The Rev-Erb family of nuclear receptors [also known as NR1D (nuclear receptor subfamily 1, group D)] repress the transcription of genes that encode proteins involved in many processes, including the immune response. Using genome-wide approaches, Lam et al. found that Rev-Erbα and Rev-Erbβ repressed gene transcription in mouse bone marrow–derived macrophages (BMDMs) by binding to enhancers and inhibiting the transcription of eRNAs, a type of noncoding RNA that enhances transcription. In cultured mouse RAW264.7, macrophages that contained biotin-labeled Rev-Erbα and Rev-Erbβ, Rev-Erb–bound DNA regions tended to have enhancer-like characteristics: They were located at least 1 kilobase (kb) away from transcriptional start sites, had a high abundance of monomethylated histone H3 at Lys4 (H3K4me1) and a low abundance of trimethylated H3K4 (H3K4me3), and contained binding sites for C/EBP (CCAAT/enhancer-binding protein) and AP-1 (activator protein 1), transcription factors that are critical for macrophage differentiation. Global run-on sequencing (GRO-seq) in BMDMs from wild-type or Rev-Erb–knockout mice revealed that the abundance of 142 mRNAs was increased in knockout mice. Only three of the corresponding genes showed binding sites within 2 kb of transcription start sites. The expression of Mmp9 (encoding matrix metalloproteinase 9) and Cxc3r1 (encoding CXC chemokine receptor 1), two genes involved in mounting an immune response, inversely correlated with the abundance of either Rev-Erb receptor in BMDMs and in RAW264.7 cells. Using a modified GRO-seq method, eRNA transcript initiation was detected at a majority of intergenic Rev-Erbα target sites in BMDMs, whereas none was substantially detected in liver-derived macrophages. Transcript initiation and the abundance of eRNAs also inversely correlated with Rev-Erb abundance, as did the acetylation of H3K9 in Rev-Erb target enhancers, a mark associated with transcriptional activation. Knockdown or mutation of Mmp9 and Cxc3r1 enhancer–associated eRNAs reduced the abundance of Mmp9 and Cxc3r1 mRNA in wild-type BMDMs and in vivo in peritoneal cells from mice induced with sterile peritonitis and blocked the derepression of these transcripts in Rev-Erb–knockout BMDMs. Together the findings suggest that Rev-Erbs repress macrophage gene expression by inhibiting distal eRNA transcription in a context-specific manner.
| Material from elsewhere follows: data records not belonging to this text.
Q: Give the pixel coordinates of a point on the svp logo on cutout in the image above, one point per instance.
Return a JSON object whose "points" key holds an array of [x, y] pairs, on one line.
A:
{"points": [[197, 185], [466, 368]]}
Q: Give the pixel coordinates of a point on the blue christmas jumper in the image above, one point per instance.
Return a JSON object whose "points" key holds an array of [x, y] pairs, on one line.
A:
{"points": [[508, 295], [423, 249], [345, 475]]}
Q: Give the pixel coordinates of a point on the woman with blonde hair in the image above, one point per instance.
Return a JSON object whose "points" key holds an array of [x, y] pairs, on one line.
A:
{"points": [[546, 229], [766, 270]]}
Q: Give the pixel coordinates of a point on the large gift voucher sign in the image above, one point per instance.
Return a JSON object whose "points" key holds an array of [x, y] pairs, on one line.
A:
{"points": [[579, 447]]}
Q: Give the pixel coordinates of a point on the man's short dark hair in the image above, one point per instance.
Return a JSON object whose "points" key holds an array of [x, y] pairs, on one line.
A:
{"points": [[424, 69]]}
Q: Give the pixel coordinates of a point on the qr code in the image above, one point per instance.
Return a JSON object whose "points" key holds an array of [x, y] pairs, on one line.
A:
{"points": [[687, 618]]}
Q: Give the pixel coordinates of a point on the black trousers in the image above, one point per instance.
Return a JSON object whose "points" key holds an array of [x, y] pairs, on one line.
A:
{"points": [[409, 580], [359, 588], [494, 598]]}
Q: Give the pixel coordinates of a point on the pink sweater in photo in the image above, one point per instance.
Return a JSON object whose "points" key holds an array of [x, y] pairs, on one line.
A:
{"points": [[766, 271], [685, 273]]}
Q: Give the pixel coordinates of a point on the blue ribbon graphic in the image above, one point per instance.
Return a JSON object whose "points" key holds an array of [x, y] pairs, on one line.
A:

M. T. Y. Lam, H. Cho, H. P. Lesch, D. Gosselin, S. Heinz, Y. Tanaka-Oishi, C. Benner , M. U. Kaikkonen, A. S. Kim, M. Kosaka, C. Y. Lee, A. Watt, T. R. Grossman, M. G. Rosenfeld, R. M. Evans, C. K. Glass, Rev-Erbs repress macrophage gene expression by inhibiting enhancer-directed transcription. Nature 498, 511–515 (2013). [PubMed]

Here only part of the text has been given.